Each endorser in the chain had answered back: Yes.
Again in bright red pen, one word, underlined: Press.
He was a good, perhaps even a heroic man. I do not know if he was a complex one. His test, at least, was a simple one.
One of my classmates had been recycled back from an earlier class, having goobered up an emergency procedures simulator and getting a down. He and I looked very much alike, we were of a height, hair coloring and build, we both had the ubiquitous fighter pilot (wannabe) mustaches of the time. He got another down after having frightened his instructor in a four ship rendezvous – collision avoidance maneuvers had been required by others in the formation, it had been dicey. The CO apparently took a disliking to him, and a Field Naval Aviator Evaluation Board, or FNAEB had been convened. There was a strong sense that the skipper expected a certain outcome, and when the board came back with a recommendation that the young man continue in training, it become apparent that they had gotten it wrong. The board members – all instructor pilots – were immediately re-assigned out of the squadron.
A few days later, I passed the CO in the hallway, and he absently addressed me by the other pilot’s call sign. I went home and shaved my mustache off.
A few weeks later, the troubled aviator again had some violation of flight discipline. A second FNAEB was convened. Perhaps mindful of the fate of the first board, this one duly decided that the young man should be relieved of flying duties. The paperwork was sent down to the three star admiral in San Diego who finally adjudicated the fates of those unfortunates caught up in the FNAEB system.
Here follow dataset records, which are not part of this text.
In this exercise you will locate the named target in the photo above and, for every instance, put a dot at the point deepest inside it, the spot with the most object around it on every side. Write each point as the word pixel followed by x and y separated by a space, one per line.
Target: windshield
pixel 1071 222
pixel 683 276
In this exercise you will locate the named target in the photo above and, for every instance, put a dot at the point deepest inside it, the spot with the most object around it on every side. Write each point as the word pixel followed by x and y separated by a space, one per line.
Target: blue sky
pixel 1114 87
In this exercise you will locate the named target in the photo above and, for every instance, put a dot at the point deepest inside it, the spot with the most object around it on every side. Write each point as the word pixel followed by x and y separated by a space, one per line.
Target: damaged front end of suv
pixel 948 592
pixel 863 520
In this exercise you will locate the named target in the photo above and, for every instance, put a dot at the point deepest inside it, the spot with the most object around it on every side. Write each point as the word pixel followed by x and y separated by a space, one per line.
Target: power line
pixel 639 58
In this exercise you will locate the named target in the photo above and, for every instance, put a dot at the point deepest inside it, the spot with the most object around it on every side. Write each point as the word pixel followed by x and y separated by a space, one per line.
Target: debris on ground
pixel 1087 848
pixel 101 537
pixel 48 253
A great deal of money had been invested in the young aviator by this stage. Perhaps concerned that the CO had exerted undue influence on the FNAEB board members, or that he had taken a personal dislike to the young aviator, the admiral instead re-assigned him to the east coast training squadron to complete the training syllabus. He graduated successfully, went on to the fleet and six months later shot himself down during a low angle strafing mission. He’d flown such a low and flat pattern that the required “in range” cue on his HUD didn’t appear until he was in the frag pattern of his own cannon fire. A round had ricocheted off the target, pierced his engine nacelle and caused a fire.
He survived the ejection, but not his third FNAEB.
I think I learned something about leadership from that.